Mond running out of time
Barring improvement, senior may not be Aggies’ starting quarterback next season
Texas A&M quarterback Kellen Mond described his first half against Oklahoma State in the Texas Bowl as “some of the worst football that I can play.”
Mond will find few to argue his self-deprecating estimation. But the Aggies’ three-year starter, as he’s done multiple times, responded with a solid second half and A&M pulled out a 24-21 comeback victory over the No. 25 Cowboys on Friday night in NRG Stadium.
“When you play quarterback, a lot of times when things don’t go your way perfectly, it’s easy to get frustrated,” A&M coach Jimbo Fisher said. “It’s a great sign of maturity when you don’t. And you do the things each and every play to give yourself a chance to win, when you’re not playing your best.
“I like to measure players when they’re not playing their best. Everybody’s good when they’re playing good. If you’re not playing as good early, and you’re able to battle back, that’s the type of player (I like).”
What Mond, a grinder and level headed leader, managed was good enough against a middling program from the Big 12, and the Aggies (8-5) were favored to beat the Cowboys (8-5) by about a touchdown.
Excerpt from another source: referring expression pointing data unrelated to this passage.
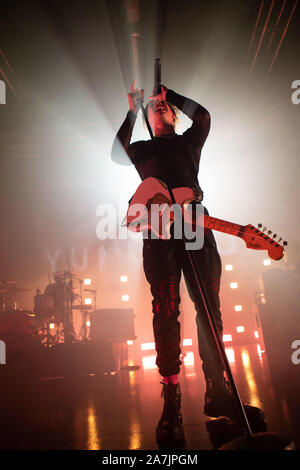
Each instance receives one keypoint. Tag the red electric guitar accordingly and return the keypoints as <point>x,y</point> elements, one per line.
<point>154,191</point>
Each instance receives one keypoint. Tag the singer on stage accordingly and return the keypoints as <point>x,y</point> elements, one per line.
<point>164,260</point>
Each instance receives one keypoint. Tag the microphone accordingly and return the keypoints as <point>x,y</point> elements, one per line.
<point>157,76</point>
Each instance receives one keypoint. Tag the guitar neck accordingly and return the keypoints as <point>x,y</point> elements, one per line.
<point>222,226</point>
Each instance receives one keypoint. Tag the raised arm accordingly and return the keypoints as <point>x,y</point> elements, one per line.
<point>120,152</point>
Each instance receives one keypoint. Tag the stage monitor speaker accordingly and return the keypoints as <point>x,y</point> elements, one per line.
<point>113,324</point>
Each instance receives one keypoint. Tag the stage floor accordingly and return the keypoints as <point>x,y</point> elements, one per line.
<point>121,411</point>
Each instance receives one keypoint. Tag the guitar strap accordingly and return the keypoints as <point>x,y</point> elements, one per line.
<point>194,178</point>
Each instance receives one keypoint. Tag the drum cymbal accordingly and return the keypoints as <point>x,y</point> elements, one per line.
<point>64,273</point>
<point>82,307</point>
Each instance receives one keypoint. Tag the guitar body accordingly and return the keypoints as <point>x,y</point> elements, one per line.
<point>153,191</point>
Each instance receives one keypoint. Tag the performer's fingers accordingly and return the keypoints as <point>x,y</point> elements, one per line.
<point>133,85</point>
Performances like Friday weren’t good enough during the regular season, however, in the Aggies’ five losses to ranked teams, and they won’t be good enough in 2020 if Mond doesn’t make significant improvement springing into his senior season.
It’s why redshirt freshman Zach Calzada, Mond’s primary backup, is expected to give Mond a fight for the starting job in the offseason. Last offseason Fisher declared all positions up for grabs, including quarterback.
Quarterback, punter (Braden Mann) and defensive tackle ( Justin Madubuike) were the positions that truly were not up for grabs in 2019 — now all three should be with the departures of Mann and Madubuike to the NFL. Why will Mond surprisingly to some have his hands full with a battle at quarterback?
Calzada, who owns the strongest arm of any A&M slinger in memory, has a year of college experience under his belt in Fisher’s system. Mond is intimately familiar with the storyline.
Mond arrived at A&M in January 2017, and didn’t quite have enough time to compete with Nick Starkel, who in 2016 had redshirted as a freshman, for the starting job that fall of ’17. Mond wound up starting eight games as a true freshman, however, when Starkel broke his foot in the season opener at UCLA.
With a year-and-a-half of college experience in the summer of 2018, Mond beat out Starkel, his elder by a year, in a vigorous competition for the Aggies’ starting gig. Mond, one of the top dual-threat quarterbacks in the class of 2017, has since started both seasons under Fisher.
Faced with one of the nation’s toughest schedules and behind a troublesome offensive line, Mond took a step back this season. Last year he threw for 3,107 yards with 24 touchdown passes and nine interceptions.
This year he threw for 2,897 yards with 20 touchdown passes and nine interceptions. Last year he rushed for 544 yards, this time he gained 501 yards on the ground, both times finishing second on the team. The Aggies overall, too, regressed record-wise from 9-4 in 2018 to 8-5 this year.
Fisher, 17-9 in two seasons at A&M, has made it clear he’s a big fan of Mond. He’s also a fan of winning and building a winner, evidenced by his 2013 national title at Florida State and three consecutive ACC titles along the way.
That’s why Fisher will throw open the quarterback job, and give Calzada every opportunity to capitalize on his year-and-a-half of experience in the program as of August. Calzada played in three games this season — Texas State, Lamar and UTSA — and completed half of his 24 passes, while tossing two touchdown passes to go with an interception in limited time.
Calzada, too, will be listed as a freshman in 2020 after redshirting by not playing in more than four games under the relatively new redshirt rule. For those figuring touted incoming freshman Haynes King of Longview will make his way into the quarterback tussle this summer — remember that Jameis Winston redshirted at FSU under Fisher in 2012 behind E.J. Manuel, before winning the Heisman Trophy and a national title the next season.
Fisher is willing to be patient with developing his quarterbacks, and chances are Mond will prevail in August. That doesn’t mean there will be no competition, and Fisher figures a quarterback battle will lead to one thing: The player who gives the Aggies the best chance to finally compete for an SEC title, eight years following their Big 12 exit.